Traditionnellement, quand on prie Dieu, on prie en même temps ses trois « personnes », et on s’adresse au Père comme l’a fait Jésus (Matthieu 6,9), au nom de Jésus (qui est le chemin vers le Père, Jean 14,6), par le moyen du Saint-Esprit (qui est « Dieu en nous » Romains 8,26). Cela me semble conforme à l’enseignement biblique.

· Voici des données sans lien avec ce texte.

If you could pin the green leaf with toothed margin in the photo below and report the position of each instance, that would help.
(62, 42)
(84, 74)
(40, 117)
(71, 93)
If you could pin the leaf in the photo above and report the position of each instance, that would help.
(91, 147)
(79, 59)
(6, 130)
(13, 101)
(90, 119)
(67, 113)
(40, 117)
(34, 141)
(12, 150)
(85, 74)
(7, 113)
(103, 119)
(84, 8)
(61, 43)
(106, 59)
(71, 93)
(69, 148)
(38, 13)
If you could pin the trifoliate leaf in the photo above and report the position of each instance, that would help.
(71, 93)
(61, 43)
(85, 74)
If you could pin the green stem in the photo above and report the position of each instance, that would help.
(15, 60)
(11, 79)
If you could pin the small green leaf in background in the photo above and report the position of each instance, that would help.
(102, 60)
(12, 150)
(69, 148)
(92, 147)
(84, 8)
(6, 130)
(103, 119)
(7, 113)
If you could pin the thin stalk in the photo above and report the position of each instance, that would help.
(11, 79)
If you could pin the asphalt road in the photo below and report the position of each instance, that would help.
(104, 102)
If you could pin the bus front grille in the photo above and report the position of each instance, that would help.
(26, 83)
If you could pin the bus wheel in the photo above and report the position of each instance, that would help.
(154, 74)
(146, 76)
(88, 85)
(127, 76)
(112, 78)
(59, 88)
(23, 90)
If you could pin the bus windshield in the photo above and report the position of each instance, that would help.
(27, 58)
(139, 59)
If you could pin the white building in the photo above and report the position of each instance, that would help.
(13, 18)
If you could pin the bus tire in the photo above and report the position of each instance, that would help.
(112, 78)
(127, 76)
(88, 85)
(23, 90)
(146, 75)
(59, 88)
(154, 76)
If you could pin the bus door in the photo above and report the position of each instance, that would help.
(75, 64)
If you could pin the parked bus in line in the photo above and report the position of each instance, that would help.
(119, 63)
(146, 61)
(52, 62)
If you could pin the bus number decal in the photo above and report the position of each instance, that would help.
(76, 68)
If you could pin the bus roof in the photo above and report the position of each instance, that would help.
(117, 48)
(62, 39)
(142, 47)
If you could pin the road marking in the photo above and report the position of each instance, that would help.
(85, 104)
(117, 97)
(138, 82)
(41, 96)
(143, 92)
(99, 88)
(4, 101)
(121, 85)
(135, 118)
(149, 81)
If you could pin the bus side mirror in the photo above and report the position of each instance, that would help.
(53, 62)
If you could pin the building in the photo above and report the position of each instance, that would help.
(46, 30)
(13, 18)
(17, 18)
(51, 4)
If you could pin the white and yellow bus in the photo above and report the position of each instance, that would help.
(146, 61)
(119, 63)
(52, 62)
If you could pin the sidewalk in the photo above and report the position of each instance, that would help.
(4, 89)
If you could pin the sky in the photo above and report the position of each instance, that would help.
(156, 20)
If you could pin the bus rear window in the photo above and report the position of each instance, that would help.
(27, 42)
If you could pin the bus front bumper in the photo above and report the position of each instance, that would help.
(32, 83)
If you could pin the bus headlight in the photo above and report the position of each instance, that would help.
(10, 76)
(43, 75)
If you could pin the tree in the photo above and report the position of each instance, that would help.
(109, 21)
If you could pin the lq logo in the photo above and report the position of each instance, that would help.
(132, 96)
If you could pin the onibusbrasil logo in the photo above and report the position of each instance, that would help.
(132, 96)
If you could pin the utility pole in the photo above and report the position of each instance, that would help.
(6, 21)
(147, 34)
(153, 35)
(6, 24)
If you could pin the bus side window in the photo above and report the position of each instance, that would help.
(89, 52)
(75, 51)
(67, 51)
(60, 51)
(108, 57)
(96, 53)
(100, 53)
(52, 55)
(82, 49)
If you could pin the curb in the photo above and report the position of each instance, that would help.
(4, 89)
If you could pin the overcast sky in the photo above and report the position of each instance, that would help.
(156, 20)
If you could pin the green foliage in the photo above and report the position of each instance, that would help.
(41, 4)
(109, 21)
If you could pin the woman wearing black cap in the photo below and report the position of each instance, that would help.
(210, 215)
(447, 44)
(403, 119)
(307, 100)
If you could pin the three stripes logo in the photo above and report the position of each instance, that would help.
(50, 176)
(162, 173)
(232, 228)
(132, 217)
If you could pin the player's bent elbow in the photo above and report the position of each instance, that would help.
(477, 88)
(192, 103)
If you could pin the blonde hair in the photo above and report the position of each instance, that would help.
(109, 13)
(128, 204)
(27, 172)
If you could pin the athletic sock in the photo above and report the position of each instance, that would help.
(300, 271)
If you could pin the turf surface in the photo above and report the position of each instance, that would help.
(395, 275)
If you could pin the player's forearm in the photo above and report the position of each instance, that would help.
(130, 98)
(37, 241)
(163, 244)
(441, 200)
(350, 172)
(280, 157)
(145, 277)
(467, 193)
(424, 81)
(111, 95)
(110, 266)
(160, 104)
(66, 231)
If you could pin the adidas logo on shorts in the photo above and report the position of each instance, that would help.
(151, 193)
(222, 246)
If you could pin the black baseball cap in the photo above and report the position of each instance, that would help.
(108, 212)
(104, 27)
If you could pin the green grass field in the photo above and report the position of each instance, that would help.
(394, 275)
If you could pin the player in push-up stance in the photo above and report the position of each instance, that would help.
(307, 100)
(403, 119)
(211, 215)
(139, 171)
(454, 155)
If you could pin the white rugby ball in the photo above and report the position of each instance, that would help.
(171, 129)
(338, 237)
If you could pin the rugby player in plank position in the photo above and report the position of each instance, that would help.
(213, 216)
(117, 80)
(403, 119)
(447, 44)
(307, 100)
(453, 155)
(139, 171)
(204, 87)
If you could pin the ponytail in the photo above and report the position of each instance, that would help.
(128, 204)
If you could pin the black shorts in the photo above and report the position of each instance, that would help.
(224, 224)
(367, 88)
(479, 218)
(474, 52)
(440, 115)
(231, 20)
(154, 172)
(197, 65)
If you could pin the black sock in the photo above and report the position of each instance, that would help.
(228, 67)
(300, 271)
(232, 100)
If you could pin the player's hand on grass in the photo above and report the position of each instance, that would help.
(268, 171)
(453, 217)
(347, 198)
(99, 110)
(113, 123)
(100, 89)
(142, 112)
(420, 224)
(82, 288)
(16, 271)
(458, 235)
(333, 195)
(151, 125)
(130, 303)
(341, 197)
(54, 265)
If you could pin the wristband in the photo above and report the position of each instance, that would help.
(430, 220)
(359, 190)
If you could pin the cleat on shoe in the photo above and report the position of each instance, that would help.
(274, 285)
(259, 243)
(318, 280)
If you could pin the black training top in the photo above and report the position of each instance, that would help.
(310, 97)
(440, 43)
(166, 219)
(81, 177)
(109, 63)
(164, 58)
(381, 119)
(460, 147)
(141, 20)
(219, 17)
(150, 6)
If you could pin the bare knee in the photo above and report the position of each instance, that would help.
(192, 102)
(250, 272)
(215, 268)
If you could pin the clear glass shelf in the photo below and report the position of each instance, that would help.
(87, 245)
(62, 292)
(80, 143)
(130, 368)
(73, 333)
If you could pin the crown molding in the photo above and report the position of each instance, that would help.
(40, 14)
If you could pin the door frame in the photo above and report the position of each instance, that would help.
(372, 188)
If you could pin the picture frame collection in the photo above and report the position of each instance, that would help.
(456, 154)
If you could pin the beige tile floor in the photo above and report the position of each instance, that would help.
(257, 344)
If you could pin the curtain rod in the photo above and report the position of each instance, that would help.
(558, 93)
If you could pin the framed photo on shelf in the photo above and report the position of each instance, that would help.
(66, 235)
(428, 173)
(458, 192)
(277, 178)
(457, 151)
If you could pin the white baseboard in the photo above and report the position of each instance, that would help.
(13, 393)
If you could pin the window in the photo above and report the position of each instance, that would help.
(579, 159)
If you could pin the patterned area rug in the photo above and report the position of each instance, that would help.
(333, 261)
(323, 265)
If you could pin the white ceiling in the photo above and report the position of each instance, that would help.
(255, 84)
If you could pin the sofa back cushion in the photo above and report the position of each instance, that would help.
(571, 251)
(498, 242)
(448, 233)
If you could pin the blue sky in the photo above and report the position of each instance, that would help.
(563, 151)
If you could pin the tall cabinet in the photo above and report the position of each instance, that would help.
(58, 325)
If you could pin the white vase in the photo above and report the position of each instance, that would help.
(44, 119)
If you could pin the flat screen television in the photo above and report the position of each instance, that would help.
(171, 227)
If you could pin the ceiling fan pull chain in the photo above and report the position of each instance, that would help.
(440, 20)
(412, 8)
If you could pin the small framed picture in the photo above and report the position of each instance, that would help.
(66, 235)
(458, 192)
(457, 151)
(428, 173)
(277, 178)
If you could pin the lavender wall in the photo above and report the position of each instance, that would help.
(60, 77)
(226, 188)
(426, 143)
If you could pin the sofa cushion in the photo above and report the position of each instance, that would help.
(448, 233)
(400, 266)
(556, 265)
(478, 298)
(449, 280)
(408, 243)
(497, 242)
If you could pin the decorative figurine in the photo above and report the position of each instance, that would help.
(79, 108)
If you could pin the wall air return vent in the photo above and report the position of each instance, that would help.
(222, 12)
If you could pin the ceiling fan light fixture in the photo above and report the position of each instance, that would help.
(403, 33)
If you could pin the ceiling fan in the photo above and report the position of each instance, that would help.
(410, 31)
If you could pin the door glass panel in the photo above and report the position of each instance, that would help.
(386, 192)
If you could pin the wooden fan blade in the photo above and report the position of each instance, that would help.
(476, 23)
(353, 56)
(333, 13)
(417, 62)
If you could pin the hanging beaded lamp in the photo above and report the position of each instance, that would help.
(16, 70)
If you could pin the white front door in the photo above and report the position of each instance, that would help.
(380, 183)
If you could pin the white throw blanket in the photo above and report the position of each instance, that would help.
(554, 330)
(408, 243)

Je me demande si cette tendance à la prière au Saint-Esprit, à cette place parfois excessive donnée au Saint-Esprit et à Son rôle, n’est pas parfois liée à cette tentation humaine d’instrumentaliser Dieu : le Saint-Esprit, à qui on s’adresse, avec qui on échange directement comme s’il était séparé du Père, serait alors une sorte d’outil au service de nos rêves de contrôle et d’autonomie.